Geschiedenis van de Christelijke Mystiek rond personen (16)
Middeleeuwen: Johannes Tauler
The contrast in type between Eckhart and his two most famous disciples is an interesting one. All three were Dominican friars; all were devout followers of St. Augustine, the Areopagite, St. Bernard, and Aquinas; all had been trained in the schools of Cologne, where Albert the Great and St. Thomas had taught, and where their powerful influence still lived. The mysticism of Eckhart, so far as he allows us to see it in his sermons and fragmentary writings, is objective - one might almost say dogmatic. He describes with 'an air of almost terrible certainty and intimacy, not that which he has felt, but the place or plane of being he has known - "the desert of the Godhead were no one is at home." He is a great scholar, a natural metaphysician passionately concerned with the quest of Absolute Truth.

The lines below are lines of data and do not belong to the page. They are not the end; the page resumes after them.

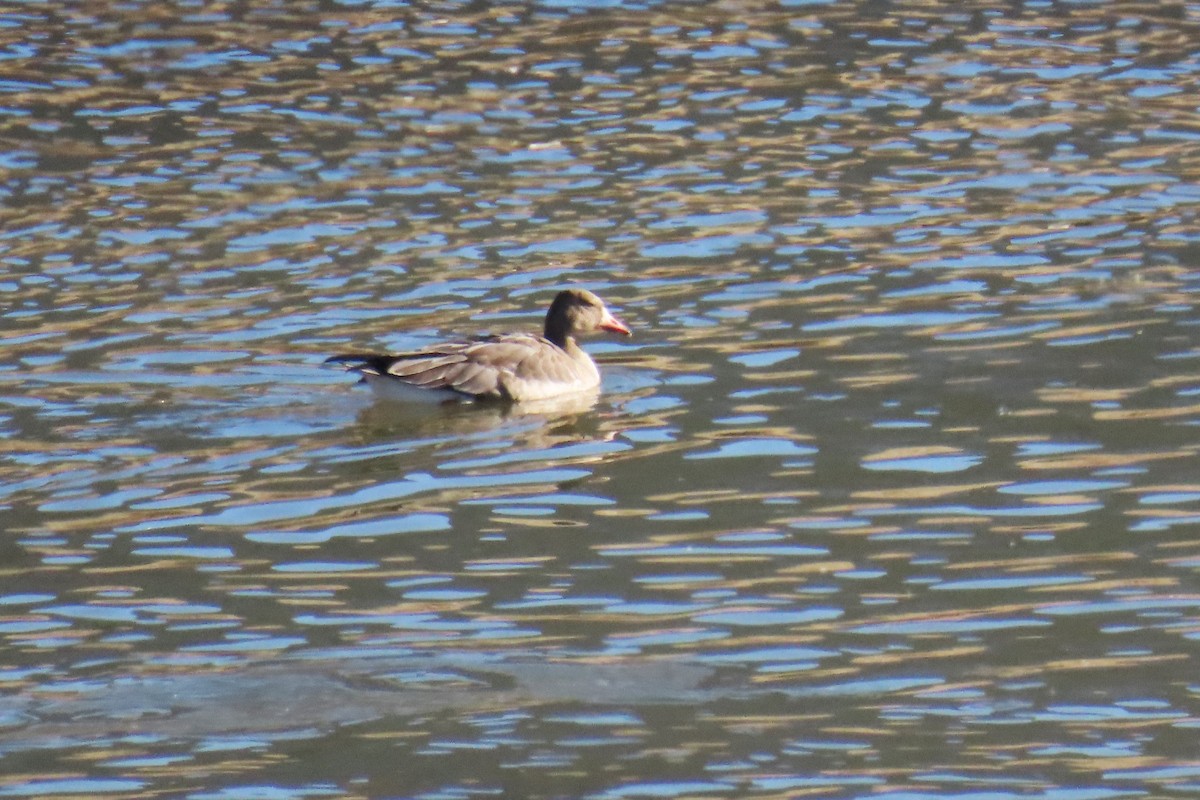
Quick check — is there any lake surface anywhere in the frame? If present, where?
[0,0,1200,800]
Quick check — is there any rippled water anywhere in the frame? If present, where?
[0,0,1200,800]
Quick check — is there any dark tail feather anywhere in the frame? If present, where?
[325,353,394,375]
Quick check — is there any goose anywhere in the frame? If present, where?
[325,289,631,403]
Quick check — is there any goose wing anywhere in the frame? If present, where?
[329,333,561,399]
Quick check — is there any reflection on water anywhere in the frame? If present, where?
[0,1,1200,800]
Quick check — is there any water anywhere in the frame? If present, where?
[0,2,1200,800]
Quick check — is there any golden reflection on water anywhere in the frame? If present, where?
[0,2,1200,800]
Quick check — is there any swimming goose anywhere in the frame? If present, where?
[325,289,630,402]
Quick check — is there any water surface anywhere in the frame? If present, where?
[0,2,1200,800]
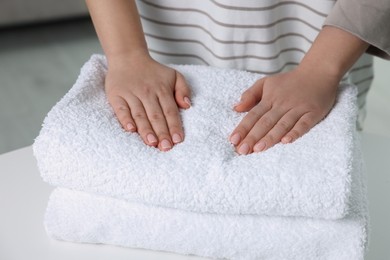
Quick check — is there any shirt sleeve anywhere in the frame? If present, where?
[324,0,390,59]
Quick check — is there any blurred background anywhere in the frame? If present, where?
[0,0,390,154]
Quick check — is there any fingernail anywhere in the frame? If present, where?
[282,136,292,144]
[184,97,191,106]
[161,139,172,150]
[126,123,135,132]
[238,143,249,155]
[230,133,241,145]
[234,100,242,107]
[146,134,157,144]
[172,134,181,144]
[253,141,266,152]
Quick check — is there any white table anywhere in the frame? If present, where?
[0,134,390,260]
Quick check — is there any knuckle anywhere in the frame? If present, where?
[288,129,300,140]
[149,112,163,122]
[299,119,312,134]
[277,120,291,132]
[114,105,130,113]
[133,112,146,120]
[261,116,274,129]
[164,107,178,117]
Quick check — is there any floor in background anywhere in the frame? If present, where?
[0,19,390,153]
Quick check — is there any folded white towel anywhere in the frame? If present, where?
[33,55,356,219]
[45,138,367,260]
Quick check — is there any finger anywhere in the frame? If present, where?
[143,96,172,151]
[109,96,137,132]
[159,91,184,144]
[253,110,302,152]
[282,112,321,143]
[237,109,283,154]
[175,71,191,108]
[126,97,158,146]
[234,78,265,112]
[229,102,271,145]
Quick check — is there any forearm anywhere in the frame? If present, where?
[86,0,148,63]
[298,26,369,87]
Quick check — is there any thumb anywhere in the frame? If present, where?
[234,77,265,112]
[175,71,191,108]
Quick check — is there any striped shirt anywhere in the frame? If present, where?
[137,0,373,127]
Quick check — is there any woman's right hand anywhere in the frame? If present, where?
[105,54,191,151]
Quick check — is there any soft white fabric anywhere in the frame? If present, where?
[45,136,368,260]
[33,56,357,219]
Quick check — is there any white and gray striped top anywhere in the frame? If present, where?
[137,0,373,126]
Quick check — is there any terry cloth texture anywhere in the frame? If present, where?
[34,56,357,219]
[45,130,368,260]
[33,55,368,260]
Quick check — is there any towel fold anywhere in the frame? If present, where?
[45,136,368,260]
[33,55,357,219]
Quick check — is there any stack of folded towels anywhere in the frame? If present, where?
[33,55,368,260]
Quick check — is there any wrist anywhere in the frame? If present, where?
[106,49,153,67]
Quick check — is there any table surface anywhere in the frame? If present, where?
[0,133,390,260]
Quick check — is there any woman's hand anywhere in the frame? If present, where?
[105,55,191,151]
[230,67,339,154]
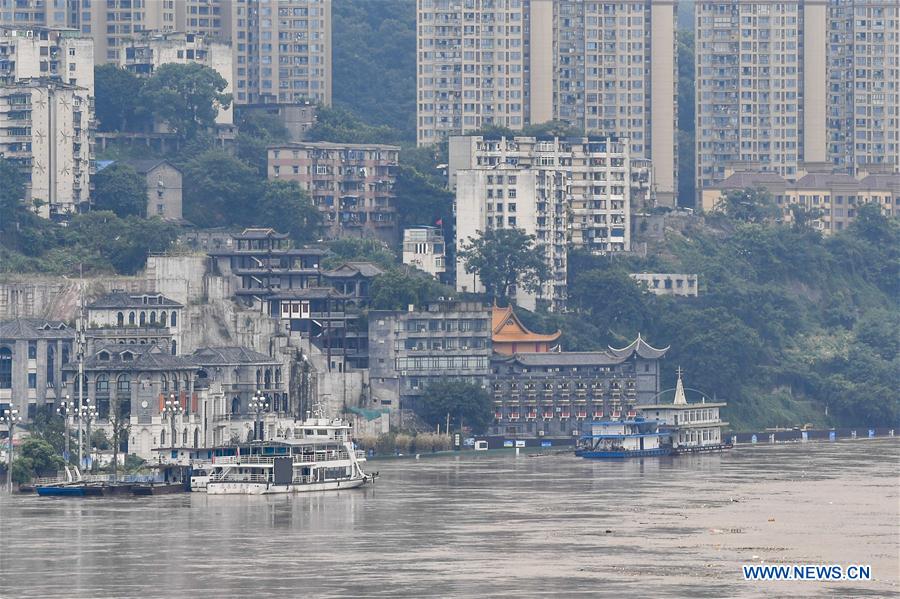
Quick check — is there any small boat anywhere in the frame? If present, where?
[198,418,377,495]
[575,417,672,460]
[131,482,189,495]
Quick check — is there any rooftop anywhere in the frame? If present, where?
[87,289,184,310]
[0,318,75,339]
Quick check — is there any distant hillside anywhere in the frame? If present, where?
[529,211,900,429]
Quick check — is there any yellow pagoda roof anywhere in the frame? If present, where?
[491,306,562,343]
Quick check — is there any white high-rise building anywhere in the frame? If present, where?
[448,136,652,310]
[416,0,677,206]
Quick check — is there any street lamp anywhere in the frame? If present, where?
[247,390,269,441]
[56,394,75,463]
[163,393,184,449]
[0,408,22,494]
[76,399,97,470]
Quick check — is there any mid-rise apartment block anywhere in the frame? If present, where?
[0,26,94,90]
[0,0,71,27]
[0,79,93,218]
[403,226,447,278]
[268,142,400,243]
[417,0,677,205]
[449,136,650,310]
[118,31,234,125]
[696,0,900,202]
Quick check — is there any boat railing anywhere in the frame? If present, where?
[209,471,269,483]
[209,450,352,467]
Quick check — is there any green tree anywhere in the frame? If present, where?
[94,64,147,131]
[677,30,696,206]
[140,63,231,139]
[369,267,452,310]
[459,229,550,308]
[253,181,322,243]
[13,437,65,484]
[183,150,262,227]
[332,0,416,142]
[717,187,781,223]
[235,111,288,177]
[92,163,147,217]
[417,380,494,434]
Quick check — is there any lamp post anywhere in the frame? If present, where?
[163,393,184,450]
[247,390,269,441]
[78,399,97,470]
[56,394,74,464]
[0,408,22,494]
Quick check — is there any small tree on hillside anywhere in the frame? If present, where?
[459,229,550,308]
[716,187,781,223]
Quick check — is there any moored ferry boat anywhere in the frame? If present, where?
[202,419,377,495]
[575,417,672,459]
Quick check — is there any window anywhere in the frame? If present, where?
[0,347,12,389]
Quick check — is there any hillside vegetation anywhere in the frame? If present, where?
[528,206,900,429]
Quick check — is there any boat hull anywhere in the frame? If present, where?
[206,477,370,495]
[575,447,672,460]
[131,483,188,495]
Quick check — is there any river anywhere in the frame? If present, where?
[0,439,900,598]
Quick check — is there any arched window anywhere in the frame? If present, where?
[0,347,12,389]
[47,342,56,387]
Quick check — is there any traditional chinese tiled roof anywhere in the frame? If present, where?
[322,262,384,279]
[0,318,75,339]
[190,347,276,366]
[609,333,669,360]
[491,306,562,343]
[65,343,200,371]
[87,291,184,310]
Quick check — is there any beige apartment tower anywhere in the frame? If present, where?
[417,0,677,205]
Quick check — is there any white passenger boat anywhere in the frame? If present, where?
[197,419,377,495]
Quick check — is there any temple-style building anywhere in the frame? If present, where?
[491,306,562,356]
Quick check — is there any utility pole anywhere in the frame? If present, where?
[75,264,85,468]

Of his two pupils, John Tauler (c. 1300-1361), friar-preacher of Strassburg, was a born missionary: a man who combined with great theological learning and mystical genius of a high order an overwhelming zeal for souls. He laboured incessantly to awaken men to a sense of their transcendental heritage. Without the hard intellectualism occasionally noticeable in Eckhart, or the tendency to introspection and the excessive artistic sensibility of Suso, Tauler is the most virile of the German mystics. The breadth of his humanity is only equalled by the depth of his spirituality. His sermons - his only authentic works - are trumpet-calls to heroic action upon spiritual levels. They influenced many later mystics, especially St. Teresa and St. John of the Cross. Tauler is not a subjective writer: only by implication can we assure ourselves that he speaks from personal experience. He has sometimes, though unfairly, been described as a precursor of the Reformation. Such a claim could only be made by those who look upon all pure Christianity as a form of Protestant heresy. He attacked, like St. Hildegarde, St. Catherine of Siena, and many others, the ecclesiastical corruption of his period: but his writings, if read in unexpurgated editions, prove him to have been a fervent and orthodox Catholic.